Question

How do you solve \[\dfrac{x}{2}=\dfrac{4}{7}\]?

Answer 1

Hint: Cross – multiply the numerator of one side of the equation with the denominator of the other side of the equation to simplify the expression. Now, rearrange the terms by taking the terms containing the variable x to the L.H.S. while taking the constant terms to the R.H.S. To solve the equation for the value of x make its coefficient equal to 1 and accordingly change the R.H.S. to get the answer.

Complete step by step solution:
Here, we have been provided with the equation: \[\dfrac{x}{2}=\dfrac{4}{7}\] and we are asked to solve this equation, that means we have to find the value of x.
Clearly, we can see that the given equation is a linear equation in one variable which is ‘x’, so now cross – multiplying the numerator of one side of the equation with the denominator of the other side of the equation, we get,
\[\begin{align}
  & \Rightarrow 7\times x=4\times 2 \\
 & \Rightarrow 7x=8 \\
\end{align}\]
To solve this equation for the value of x means we have to make the coefficient of x equal to 1. For this we have to divide both the sides with the coefficient of x, i.e., 7, so dividing both the sides of the above equation with 7, we get,
\[\Rightarrow x=\dfrac{8}{7}\]
Hence, the value of x is \[\dfrac{8}{7}\].

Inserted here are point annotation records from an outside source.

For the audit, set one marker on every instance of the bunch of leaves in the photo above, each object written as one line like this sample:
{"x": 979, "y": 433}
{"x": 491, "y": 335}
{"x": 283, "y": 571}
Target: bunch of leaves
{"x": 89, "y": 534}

Note: One may note that here we have considered the given equation as a linear equation because after simplifying the equation we can clearly see that the exponent of x is 1. One can check the answer by substituting the obtained value of x in the original equation. We will solve L.H.S. and R.H.S. separately and if they are equal then our answer is correct. Note that here we have only one variable and that is why we were provided with only one equation.